Reputation: 665
Could someone throw me ideas about how to resolve the following issue:
I have pictures, videos and tags in my database. Tags can be associated to pictures and videos. I have to query database for tag IDs and count that are modified before 7 days or earlier and sort them by count of associations they have to picture and video assets.
So the idea is that at the end I can output the tags that were associated to pictures or videos the most during last 7 days. I wrote down the DB structure with the fields I have
VIDEO
ID
PICTURE
ID
PICTURE_ATTRMAPPING
CS_OWNERID (ID of picture)
CS_ATTRID ( will store ID of the tag attribute (picture_tag or video_tag))
ASSETVALUE ( will store ID OF THE associated tag)
VIDEO_ATTRMAPPING
CS_OWNERID (ID of video)
CS_ATTRID ( will store ID of the tag attribute (picture_tag or video_tag))
ASSETVALUE ( will store ID OF THE associated tag)
TAG
ID
UPDATEDATE
ATTRIBUTES (picture_tag attribute ID is stored here)
ID
NAME
So we can see that tags, videos, picture and attributes are stored in separate tables. We can tell that tag is referenced by video or picture (in other words, video/picture has a tag association) if VIDEO/PICTURE_ATTRMAPPING table has record with video or picture tag attribute id in CS_ATTRID column and id of the tag in ASSETVALUE column.
I am assuming it will be query with sub-queries, so I started to break this task in sub-tasks and figure out how to obtain all the information that's needed.

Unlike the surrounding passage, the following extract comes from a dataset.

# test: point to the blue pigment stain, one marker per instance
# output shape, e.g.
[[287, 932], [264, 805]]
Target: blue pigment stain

I will definitely have to get the ID of the tag attributes for video and picture objects:
SELECT id FROM ATTRIBUTES WHERE NAME = 'picture_tag' OR NAME = 'video_tag'
Also an example of how I can query for tags that are n days old:
SELECT id FROM TAG WHERE updateddate BETWEEN TO_DATE('2013-08-20 00:00:00', 'yyyy-mm-dd hh24:mi:ss') AND CURRENT_DATE
This probably isn't that complex as it seems, however, I am not sure about how the whole query should look like and with what to start. Could someone throw an idea or sample?

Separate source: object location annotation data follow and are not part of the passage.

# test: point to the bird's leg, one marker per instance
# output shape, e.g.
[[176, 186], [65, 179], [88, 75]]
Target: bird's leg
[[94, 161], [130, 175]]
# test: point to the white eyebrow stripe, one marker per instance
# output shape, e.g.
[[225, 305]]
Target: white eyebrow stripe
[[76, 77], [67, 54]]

I am using oracle, but am familiar with mysql too, so samples from any of the DBMSs would be great. Let me know if I made myself clear enough.
Upvotes: 0
Views: 116
Reputation: 7928
all tag ids assigned to the pictures:
SELECT ASSETVALUE
FROM PICTURE_ATTRMAPPING
JOIN ATTRIBUTES
ON ( ATTRIBUTES.ID = PICTURE_ATTRMAPPING.CS_ATTRID
AND ATTRIBUTES.NAME = 'picture_tag'
)
all tag ids assigned to the videos:
SELECT ASSETVALUE
FROM VIDEO_ATTRMAPPING
JOIN ATTRIBUTES
ON ( ATTRIBUTES.ID = PICTURE_ATTRMAPPING.CS_ATTRID
AND ATTRIBUTES.NAME = 'video_tag'
)
use OUTER JOIN to count pictures and videos wich are tagged
SELECT
TAG.ID
, SUM(CASE WHEN PT.ASSETVALUE is not NULL THEN 1 ELSE 0 END) as tagged_picture_number
, SUM(CASE WHEN VT.ASSETVALUE is not NULL THEN 1 ELSE 0 END) as tagged_vieos_number
FROM
TAG
LEFT OUTER JOIN
(
SELECT ASSETVALUE
FROM PICTURE_ATTRMAPPING
JOIN ATTRIBUTES
ON ( ATTRIBUTES.ID = PICTURE_ATTRMAPPING.CS_ATTRID AND ATTRIBUTES.NAME = 'picture_tag')
) PT
ON ( PT.ASSETVALUE = TAG.ID)
LEFT OUTER JOIN
(
SELECT ASSETVALUE
FROM VIDEO_ATTRMAPPING
JOIN ATTRIBUTES
ON ( ATTRIBUTES.ID = PICTURE_ATTRMAPPING.CS_ATTRID AND ATTRIBUTES.NAME = 'video_tag')
) VT
ON ( PT.ASSETVALUE = TAG.ID)
WHERE
TAG.UPDATEDATE <= TRUNC(SYSDATE, 'DD') - 7
group by TAG.ID
order by tagged_picture_number + tagged_vieos_number DESC
;
Upvotes: 0
Reputation: 52853
The tags that were updated in the last 7 days can be written as:
select id from tags where updatedate >= sysdate - 7
From what you're saying the ATTRIBUTES table only has two values in it; so you can ignore it. Even if it has more your tables PICTURE_ATTRMAPPING and VIDEO_ATTRMAPPING ensure that the attributes are enforced when you join to them so this doesn't matter either.
If you want a tag to be associated to a picture or a video you just need to enforce that it exists in one of the *_ARRTMAPPING tables:
select *
from tags t
left outer join picture_attrmappings pa
on t.id = pa.assetvalue
left outer join video_attrmappings va
on t.id = va.assetvalue
where t.updatedate >= sysdate - 7
and ( pa.assetvalue is not null
or va.assetvalue is not null
)
You then want the tag IDs that have been modified most; so you need to ORDER BY the count:
select t.id
from tags t
left outer join picture_attrmappings pa
on t.id = pa.assetvalue
left outer join video_attrmappings va
on t.id = va.assetvalue
where t.updatedate >= sysdate - 7
and ( pa.assetvalue is not null
or va.assetvalue is not null
)
group by t.id
order by count(*) desc
On a slightly different note this is quite a strange schema (assuming you've left nothing out). I would expect PICTURE_ATTRMAPPINGS to be a junction table between TAGS and PICTURE. The TAGS table should store a unique list of tags but this doesn't seem to be what it does. The UPDATEDATE should then be in either PICTURE_ARRTMAPPINGS as you can then know when each tag was last updated or in PICTURE so you know when all tags were last updated (or both).
I suspect you're missing some of the schema but I see no method, with what you've provided, of using either PICTURE or VIDEO.
Upvotes: 1